Les conclusions de cette étude sont que les sulfites ont réduit ou stoppés la croissance de certaines bactéries intestinales qui jouent un rôle important pour notre santé et notre immunité. Par exemple, la thiamine (vitamine indispensable pour le corps au niveau du système nerveux, du fonctionnement musculaire ou encore pour la production d’énergie) est altérée par les sulfites qui peuvent contribuer à une carence.
De plus, une autre étude montre que les sulfites réduiraient la présence d’une hormone qui favorise la sensation de satiété : la leptine (Ciardi et al., 2012, Mangee et al., 2013).
Enfin, il n’est pas impossible que nous ne voyions que la partie immergée de l’iceberg et que les sulfites provoquent de nombreux autres troubles au sein de notre organisme. Les personnes sensibles aux sulfites doivent donc être plus vigilantes pour garantir une bonne santé de leur microbiote et ainsi réduire les symptômes associés à leur alimentation.
c.Notre intestin : son rôle dans la sensibilité aux sulfites
Comme nous l’avons cité ci-dessus, l’intestin joue un rôle essentiel pour notre santé. C’est un organe clé de notre défense immunitaire. C’est aussi grâce à lui que les nutriments nécessaires au fonctionnement de notre corps sont absorbés et diffusés là où notre organisme en a besoin.
Il n’est donc pas étonnant que de plus en plus d’articles scientifiques montrent que l’intégrité de la barrière intestinale joue un rôle majeur dans le développement des allergies et des intolérances alimentaires (Genser et al., 2016).
Petite explication : les aliments que nous ingérons sont digérés, et les nutriments libérés sont assimilés progressivement par l’intestin. Cela se passe généralement sans problèmes, parce que dès notre naissance, notre intestin a mis en place des systèmes efficaces de tri et de reconnaissance de ce qui est « ami » de ce qui est « ennemi ». Par exemple, si des bactéries ennemies venaient à passer la barrière intestinale, c’est le système immunitaire, situé en première ligne derrière la muqueuse, qui va s’activer pour tenter de contenir les éléments perturbateurs (Genser et al., 2016).
Cette barrière sert de défense contre les agressions extérieures.
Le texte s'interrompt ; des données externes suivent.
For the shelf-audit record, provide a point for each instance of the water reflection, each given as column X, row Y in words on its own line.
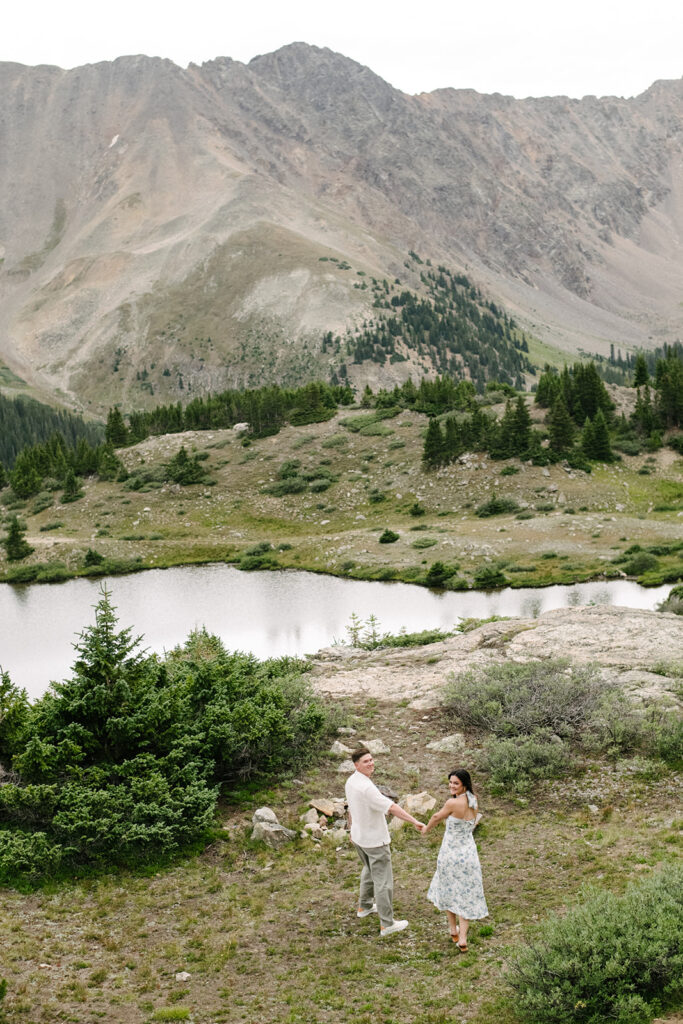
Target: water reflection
column 267, row 613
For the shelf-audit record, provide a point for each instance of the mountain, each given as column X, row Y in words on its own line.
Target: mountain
column 167, row 230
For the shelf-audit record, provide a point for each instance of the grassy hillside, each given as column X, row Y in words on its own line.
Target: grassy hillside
column 273, row 936
column 361, row 476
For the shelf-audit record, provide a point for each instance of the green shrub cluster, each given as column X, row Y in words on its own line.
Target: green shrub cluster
column 538, row 715
column 367, row 635
column 388, row 537
column 612, row 960
column 123, row 762
column 674, row 602
column 497, row 506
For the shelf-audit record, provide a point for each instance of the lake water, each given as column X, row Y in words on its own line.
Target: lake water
column 267, row 613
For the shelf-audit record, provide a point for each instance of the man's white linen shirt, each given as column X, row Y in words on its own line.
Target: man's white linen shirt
column 368, row 809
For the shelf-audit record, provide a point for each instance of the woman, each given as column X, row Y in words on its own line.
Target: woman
column 457, row 886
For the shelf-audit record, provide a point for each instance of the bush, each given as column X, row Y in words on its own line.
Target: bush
column 674, row 602
column 438, row 572
column 497, row 506
column 123, row 762
column 289, row 485
column 612, row 960
column 513, row 699
column 388, row 537
column 93, row 558
column 515, row 764
column 489, row 578
column 640, row 563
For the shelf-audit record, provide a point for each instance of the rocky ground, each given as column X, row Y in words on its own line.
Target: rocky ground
column 639, row 649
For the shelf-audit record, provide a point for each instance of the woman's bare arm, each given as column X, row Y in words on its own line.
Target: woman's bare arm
column 437, row 816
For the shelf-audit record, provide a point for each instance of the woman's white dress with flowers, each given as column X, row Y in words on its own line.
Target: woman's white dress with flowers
column 457, row 884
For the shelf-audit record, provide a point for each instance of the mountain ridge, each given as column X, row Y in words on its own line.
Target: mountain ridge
column 133, row 181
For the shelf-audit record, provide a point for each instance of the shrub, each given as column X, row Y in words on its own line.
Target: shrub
column 497, row 506
column 489, row 578
column 290, row 485
column 319, row 484
column 612, row 960
column 674, row 602
column 122, row 763
column 92, row 558
column 640, row 563
column 515, row 764
column 438, row 572
column 388, row 537
column 512, row 699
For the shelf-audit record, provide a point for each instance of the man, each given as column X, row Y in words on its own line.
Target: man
column 367, row 811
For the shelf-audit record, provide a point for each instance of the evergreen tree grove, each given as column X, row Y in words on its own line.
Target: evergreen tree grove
column 14, row 544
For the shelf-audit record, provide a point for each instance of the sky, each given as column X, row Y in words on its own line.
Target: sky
column 517, row 47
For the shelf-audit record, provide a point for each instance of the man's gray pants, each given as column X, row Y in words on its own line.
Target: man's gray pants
column 377, row 881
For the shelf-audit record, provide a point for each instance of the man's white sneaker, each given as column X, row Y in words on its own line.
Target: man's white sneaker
column 396, row 926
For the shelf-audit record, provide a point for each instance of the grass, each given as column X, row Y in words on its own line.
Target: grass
column 326, row 528
column 273, row 935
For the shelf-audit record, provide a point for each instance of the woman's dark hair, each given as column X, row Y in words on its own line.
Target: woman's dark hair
column 464, row 777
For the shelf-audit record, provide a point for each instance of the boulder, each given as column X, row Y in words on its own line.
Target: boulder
column 418, row 804
column 340, row 749
column 454, row 743
column 388, row 792
column 326, row 807
column 273, row 836
column 375, row 747
column 264, row 814
column 335, row 835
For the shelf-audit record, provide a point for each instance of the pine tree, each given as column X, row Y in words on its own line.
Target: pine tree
column 640, row 374
column 601, row 446
column 14, row 544
column 588, row 438
column 560, row 427
column 522, row 426
column 116, row 431
column 433, row 453
column 72, row 488
column 25, row 478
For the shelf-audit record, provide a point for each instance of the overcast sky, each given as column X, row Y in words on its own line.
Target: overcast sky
column 518, row 47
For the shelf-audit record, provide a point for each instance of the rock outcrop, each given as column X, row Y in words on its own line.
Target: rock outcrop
column 628, row 644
Cependant, lorsque la muqueuse intestinale est altérée et inflammée, la porosité intestinale gagne du terrain. C’est le phénomène d’hyperperméabilité intestinale (Genser et al., 2016).
Quand on sait que la surface d’absorption de l’intestin est estimée à la taille d’un terrain de tennis, il y a une immense possibilité de passage dans le sang de molécules étrangères. La rupture de cette barrière et le passage dans la circulation générale de substances « ennemies » sont le point de départ à de multiples pathologies dont les intolérances alimentaires telle que l’intolérance aux sulfites. Le mode de vie et des facteurs alimentaires peuvent aussi augmenter la perméabilité intestinale, c’est le cas de l’alcool, du stress et du régime occidental.
d.Une sensibilité aux sulfites à vie ?
Souvent, la sensibilité aux sulfites n’est pas innée mais se révèle au cours de notre vie à un âge plus ou moins avancé selon les personnes. C’est donc une bonne nouvelle, car avec de la patiente il est possible de réduire, voire de faire disparaître cette sensibilité puisque nous n’avons pas toujours été sensible à cet additif.